We support our Publishers and Content Creators. You can view this story on their website by CLICKING HERE.
Guest post by Joe Hoft at JoeHoft.com – republished with permission
The “new state movement” is gaining steam as tyrannical state governments destroy states and prevent citizens a voice.
The US has been taken over by communists in many federal, state and local governments. Once they take over, their first action is to prevent any possibility of being removed. States like California and Illinois have half the state population in more rural areas who no longer have a voice.
Good Americans sit back and watch their rights destroyed while their states destroy their farmlands or prevent businesses like fracking or lumber to prosper. The rationale for these moves is more related to the destruction of the state and its people than anything logical. Timber is plentiful in Oregon that can’t be touched while California shuts off water to farmers throughout the state. The border is open, and millions are spent on illegals or anything other than the protection and prosperity of these states’ citizens.
The Wall Street Journal published a piece on these growing efforts of independence from the tyrannical monsters who run many far-left states.
A burgeoning breakup movement is gaining momentum across Illinois, California and other states where vast swaths of red, rural counties are dominated by a few blue cities. More residents are pushing to break off and form new states. Or as a group called New Illinois State—which has declared itself independent from actual Illinois and last weekend passed the first draft of a new constitution—puts it: “Leave Illinois Without Moving.”

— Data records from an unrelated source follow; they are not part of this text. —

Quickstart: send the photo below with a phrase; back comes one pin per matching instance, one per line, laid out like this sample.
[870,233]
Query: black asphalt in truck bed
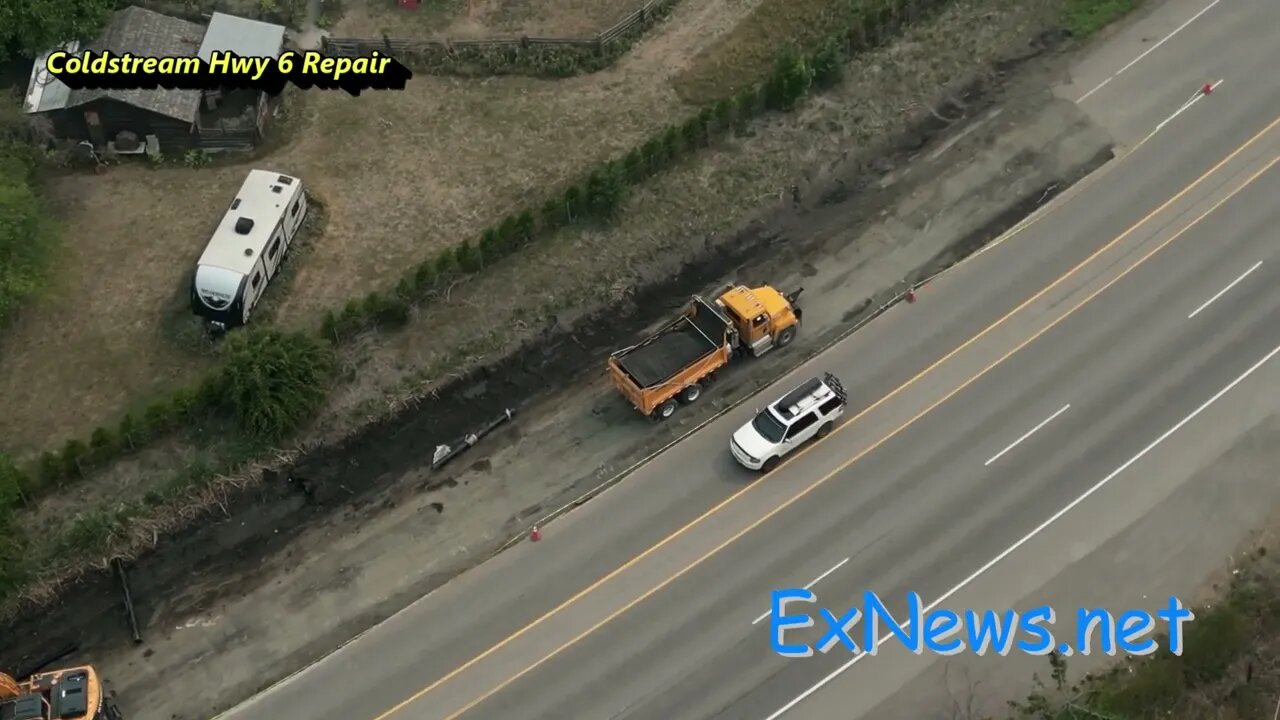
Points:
[666,355]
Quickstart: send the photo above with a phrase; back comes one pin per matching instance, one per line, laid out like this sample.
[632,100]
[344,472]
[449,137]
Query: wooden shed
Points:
[100,115]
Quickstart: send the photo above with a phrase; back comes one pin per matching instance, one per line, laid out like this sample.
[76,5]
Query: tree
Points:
[273,381]
[33,26]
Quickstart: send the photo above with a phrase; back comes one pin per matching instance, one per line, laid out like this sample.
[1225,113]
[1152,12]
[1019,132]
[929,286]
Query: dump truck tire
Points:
[664,410]
[786,336]
[691,393]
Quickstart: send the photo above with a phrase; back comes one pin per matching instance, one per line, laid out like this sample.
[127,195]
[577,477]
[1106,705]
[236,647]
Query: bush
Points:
[26,236]
[606,191]
[101,445]
[791,80]
[273,382]
[828,63]
[12,483]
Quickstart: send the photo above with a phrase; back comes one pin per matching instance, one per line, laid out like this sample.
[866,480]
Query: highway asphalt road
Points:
[641,602]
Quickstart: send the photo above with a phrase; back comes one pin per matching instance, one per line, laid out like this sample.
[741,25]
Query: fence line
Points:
[360,46]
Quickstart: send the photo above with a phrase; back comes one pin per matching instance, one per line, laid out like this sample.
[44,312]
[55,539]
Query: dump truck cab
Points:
[764,318]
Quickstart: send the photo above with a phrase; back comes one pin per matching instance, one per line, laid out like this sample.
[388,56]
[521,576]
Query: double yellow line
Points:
[844,425]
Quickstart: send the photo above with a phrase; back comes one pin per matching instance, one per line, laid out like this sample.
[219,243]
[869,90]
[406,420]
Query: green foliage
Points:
[1083,18]
[33,26]
[101,445]
[572,203]
[606,190]
[273,382]
[26,236]
[790,81]
[828,63]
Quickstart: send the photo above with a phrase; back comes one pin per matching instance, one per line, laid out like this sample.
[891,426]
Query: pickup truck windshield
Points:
[769,427]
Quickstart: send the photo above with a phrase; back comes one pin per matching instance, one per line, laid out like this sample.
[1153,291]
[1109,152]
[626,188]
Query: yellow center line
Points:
[863,454]
[728,500]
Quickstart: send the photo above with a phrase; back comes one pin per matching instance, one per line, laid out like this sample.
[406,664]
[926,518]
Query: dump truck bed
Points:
[675,347]
[666,355]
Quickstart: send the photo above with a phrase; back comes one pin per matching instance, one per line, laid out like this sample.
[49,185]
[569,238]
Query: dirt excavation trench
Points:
[1006,132]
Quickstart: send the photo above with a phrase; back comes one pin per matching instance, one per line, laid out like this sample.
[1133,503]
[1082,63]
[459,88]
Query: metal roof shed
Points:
[246,37]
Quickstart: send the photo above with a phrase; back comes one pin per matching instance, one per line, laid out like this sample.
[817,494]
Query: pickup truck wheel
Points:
[691,393]
[785,337]
[664,410]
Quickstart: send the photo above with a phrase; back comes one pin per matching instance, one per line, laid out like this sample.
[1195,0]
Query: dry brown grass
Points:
[467,19]
[402,174]
[488,315]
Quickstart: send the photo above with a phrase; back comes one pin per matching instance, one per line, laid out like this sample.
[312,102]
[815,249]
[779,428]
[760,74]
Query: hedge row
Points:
[533,59]
[268,383]
[256,363]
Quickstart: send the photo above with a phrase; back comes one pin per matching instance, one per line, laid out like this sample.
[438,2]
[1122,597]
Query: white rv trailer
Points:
[247,247]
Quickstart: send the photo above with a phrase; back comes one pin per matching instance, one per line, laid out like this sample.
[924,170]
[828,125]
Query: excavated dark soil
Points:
[339,482]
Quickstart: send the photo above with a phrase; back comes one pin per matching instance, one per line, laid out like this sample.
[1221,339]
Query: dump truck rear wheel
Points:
[690,393]
[664,410]
[786,336]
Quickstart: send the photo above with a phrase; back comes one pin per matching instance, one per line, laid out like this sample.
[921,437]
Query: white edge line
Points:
[1040,528]
[814,582]
[1013,445]
[1184,108]
[1148,51]
[1221,292]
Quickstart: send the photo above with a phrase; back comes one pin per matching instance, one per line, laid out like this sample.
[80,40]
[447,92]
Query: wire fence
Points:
[621,33]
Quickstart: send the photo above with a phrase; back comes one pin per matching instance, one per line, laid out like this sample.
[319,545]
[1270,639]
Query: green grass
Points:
[1087,17]
[746,54]
[1226,670]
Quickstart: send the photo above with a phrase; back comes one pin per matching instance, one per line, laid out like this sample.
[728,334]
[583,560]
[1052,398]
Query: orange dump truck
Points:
[673,364]
[72,693]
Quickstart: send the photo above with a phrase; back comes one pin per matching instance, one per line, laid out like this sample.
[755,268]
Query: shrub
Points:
[828,63]
[101,445]
[26,236]
[604,191]
[790,81]
[273,382]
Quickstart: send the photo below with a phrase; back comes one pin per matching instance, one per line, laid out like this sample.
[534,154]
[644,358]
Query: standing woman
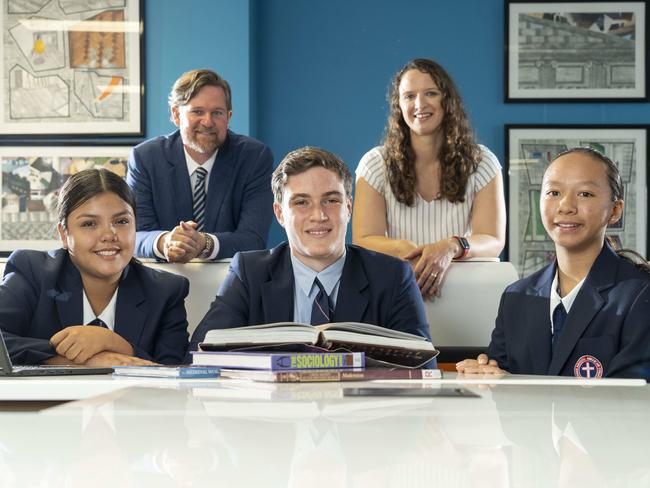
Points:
[429,194]
[132,314]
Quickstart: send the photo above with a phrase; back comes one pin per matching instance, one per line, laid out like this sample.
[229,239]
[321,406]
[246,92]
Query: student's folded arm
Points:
[633,357]
[18,300]
[369,226]
[171,345]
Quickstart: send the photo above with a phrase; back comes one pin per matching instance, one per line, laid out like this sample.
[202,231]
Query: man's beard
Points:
[208,146]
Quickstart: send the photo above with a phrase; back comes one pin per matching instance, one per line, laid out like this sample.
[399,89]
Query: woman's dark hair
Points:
[616,187]
[459,154]
[82,186]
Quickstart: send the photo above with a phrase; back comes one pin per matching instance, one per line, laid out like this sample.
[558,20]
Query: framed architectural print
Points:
[71,67]
[31,177]
[529,150]
[584,51]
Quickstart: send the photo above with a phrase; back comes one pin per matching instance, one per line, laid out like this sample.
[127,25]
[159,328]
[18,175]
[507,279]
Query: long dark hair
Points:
[459,154]
[616,187]
[82,186]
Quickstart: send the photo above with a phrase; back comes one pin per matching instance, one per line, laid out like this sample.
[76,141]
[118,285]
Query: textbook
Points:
[167,371]
[378,343]
[279,361]
[310,376]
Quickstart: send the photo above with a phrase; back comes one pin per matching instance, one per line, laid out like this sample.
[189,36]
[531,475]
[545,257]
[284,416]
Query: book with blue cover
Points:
[279,361]
[195,372]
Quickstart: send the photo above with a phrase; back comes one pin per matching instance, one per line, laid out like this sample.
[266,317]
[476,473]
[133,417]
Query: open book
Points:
[378,343]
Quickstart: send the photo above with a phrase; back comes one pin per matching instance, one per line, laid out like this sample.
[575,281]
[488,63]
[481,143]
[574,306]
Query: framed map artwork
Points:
[530,149]
[31,177]
[71,67]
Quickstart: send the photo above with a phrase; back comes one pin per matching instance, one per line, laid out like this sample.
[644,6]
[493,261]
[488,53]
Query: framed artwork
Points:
[529,150]
[72,67]
[31,177]
[575,51]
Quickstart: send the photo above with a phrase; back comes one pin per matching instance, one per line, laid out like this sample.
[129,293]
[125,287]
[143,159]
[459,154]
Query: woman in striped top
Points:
[429,194]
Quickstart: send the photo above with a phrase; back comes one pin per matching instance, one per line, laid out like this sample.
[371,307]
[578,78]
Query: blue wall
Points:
[184,35]
[316,72]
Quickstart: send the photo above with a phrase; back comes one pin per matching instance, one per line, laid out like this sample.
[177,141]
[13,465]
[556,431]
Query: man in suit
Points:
[315,277]
[202,191]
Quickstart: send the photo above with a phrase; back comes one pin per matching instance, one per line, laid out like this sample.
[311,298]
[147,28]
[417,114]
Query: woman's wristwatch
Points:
[464,247]
[209,246]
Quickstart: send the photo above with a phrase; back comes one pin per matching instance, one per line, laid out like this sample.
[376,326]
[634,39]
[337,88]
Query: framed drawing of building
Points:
[560,51]
[31,177]
[71,67]
[530,149]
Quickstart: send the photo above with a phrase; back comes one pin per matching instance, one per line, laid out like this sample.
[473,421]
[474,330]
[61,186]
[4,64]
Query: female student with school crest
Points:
[132,314]
[587,314]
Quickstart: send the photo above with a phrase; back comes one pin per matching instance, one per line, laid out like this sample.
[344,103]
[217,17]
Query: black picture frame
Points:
[72,73]
[530,147]
[564,58]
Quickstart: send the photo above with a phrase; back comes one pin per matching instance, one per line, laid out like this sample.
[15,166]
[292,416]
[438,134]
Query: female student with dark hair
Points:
[429,194]
[587,314]
[133,314]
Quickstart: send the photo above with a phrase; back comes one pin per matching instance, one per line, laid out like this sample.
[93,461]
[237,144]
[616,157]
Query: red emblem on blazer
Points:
[588,367]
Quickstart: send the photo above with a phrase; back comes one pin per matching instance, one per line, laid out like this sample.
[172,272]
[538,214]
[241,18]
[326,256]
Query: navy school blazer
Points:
[609,320]
[239,204]
[375,288]
[41,294]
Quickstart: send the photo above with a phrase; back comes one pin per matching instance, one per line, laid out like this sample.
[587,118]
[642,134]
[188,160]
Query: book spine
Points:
[328,360]
[198,372]
[365,375]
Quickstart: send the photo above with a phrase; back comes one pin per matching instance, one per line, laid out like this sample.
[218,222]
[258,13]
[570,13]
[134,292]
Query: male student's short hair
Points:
[300,160]
[189,84]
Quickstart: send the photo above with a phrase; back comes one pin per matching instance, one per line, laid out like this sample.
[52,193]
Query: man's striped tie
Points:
[198,197]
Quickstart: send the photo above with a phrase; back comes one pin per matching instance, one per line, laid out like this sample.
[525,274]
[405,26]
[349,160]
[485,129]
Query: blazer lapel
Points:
[131,307]
[586,305]
[539,328]
[179,179]
[220,182]
[352,298]
[277,292]
[68,296]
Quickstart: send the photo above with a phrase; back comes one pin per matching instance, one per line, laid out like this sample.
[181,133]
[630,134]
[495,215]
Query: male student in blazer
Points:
[313,202]
[164,174]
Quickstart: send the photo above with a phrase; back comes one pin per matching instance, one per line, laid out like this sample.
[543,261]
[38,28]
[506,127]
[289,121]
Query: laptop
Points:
[7,369]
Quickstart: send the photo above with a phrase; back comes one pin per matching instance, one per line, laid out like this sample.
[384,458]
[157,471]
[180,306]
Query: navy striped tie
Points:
[321,309]
[198,197]
[559,317]
[98,323]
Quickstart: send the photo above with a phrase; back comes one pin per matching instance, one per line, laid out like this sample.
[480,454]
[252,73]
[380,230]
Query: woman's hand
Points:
[108,359]
[430,268]
[480,365]
[79,343]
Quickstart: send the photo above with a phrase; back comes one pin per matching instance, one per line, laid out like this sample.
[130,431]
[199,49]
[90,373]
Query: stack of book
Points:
[331,352]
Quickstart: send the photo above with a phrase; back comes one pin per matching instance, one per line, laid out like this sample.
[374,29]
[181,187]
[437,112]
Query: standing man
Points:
[202,191]
[315,278]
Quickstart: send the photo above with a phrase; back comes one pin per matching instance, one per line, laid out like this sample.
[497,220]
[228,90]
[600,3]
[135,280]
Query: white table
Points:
[233,433]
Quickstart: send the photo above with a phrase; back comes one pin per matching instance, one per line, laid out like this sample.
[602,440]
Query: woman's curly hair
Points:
[459,154]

Gioja [a man mentioned in the article] was among the 73% of voters in predominantly rural Iroquois County who on Election Day backed the idea of forming a new state with every Illinois county except Cook, home to Chicago and more than 40% of the state’s population. The nonbinding resolution also passed in six other counties, bringing the total to 33 of Illinois’s 102 counties.
“There’s a lot of people in Chicago, and I think that they make a lot of decisions that affect people downstate,” said Gioja, who doesn’t expect a New Illinois soon. “It’s just sending a message that, ‘Hey, you know, there’s people that would like to be part of the conversation, and often aren’t.’ ”
The urban-rural divide is a longtime fissure in American life, one that President-elect Donald Trump played up on the campaign trail as he railed against large Democratic-run metropolises—while also making electoral gains in many cities. Now, emboldened separatist groups see the incoming administration as uniquely friendly to red, less populous areas that feel steamrolled by left-leaning urban power centers.
“I’m so flipping excited,” said Paul Preston, founder of New California State, which has declared all the counties outside of Los Angeles, the Bay Area and Sacramento as independent and named him governor pro tempore.
Contemporary quests to redraw the map of the U.S. have bubbled up before, with Puerto Rico and the District of Columbia each long seeking to become the 51st state, and some states floating the idea of becoming independent nations.
As for the wannabe breakaway counties, a divorce could get messy. Becoming new states would require consent of the existing legislatures—extremely unlikely in most blue states—as well as Congress, according to Article IV, section III of the U.S. Constitution. That has only happened a handful of times, including the formation of Kentucky with the consent of Virginia and the founding of Maine, which was once part of Massachusetts.
Yet when West Virginia sought statehood during the Civil War, Congress approved even without the consent of Virginia’s legislature in Richmond, which had voted to secede.
Preston thinks that could be an opening for New California. He said he plans to petition Congress for statehood based on the argument that the current California government is “a one-party communist state, and technically, they have seceded from the Union already.”
Preston has been working on the creation of the state of New California for some time. With his leadership, the state of New California has its own legislature in place. He has visited Washington, DC, to share the plight of many citizens in California and offer a solution.
West Virginia led the way during the Civil War and President Lincoln saw the benefits of the new state, not only to the citizens of West Virginia but also to the country.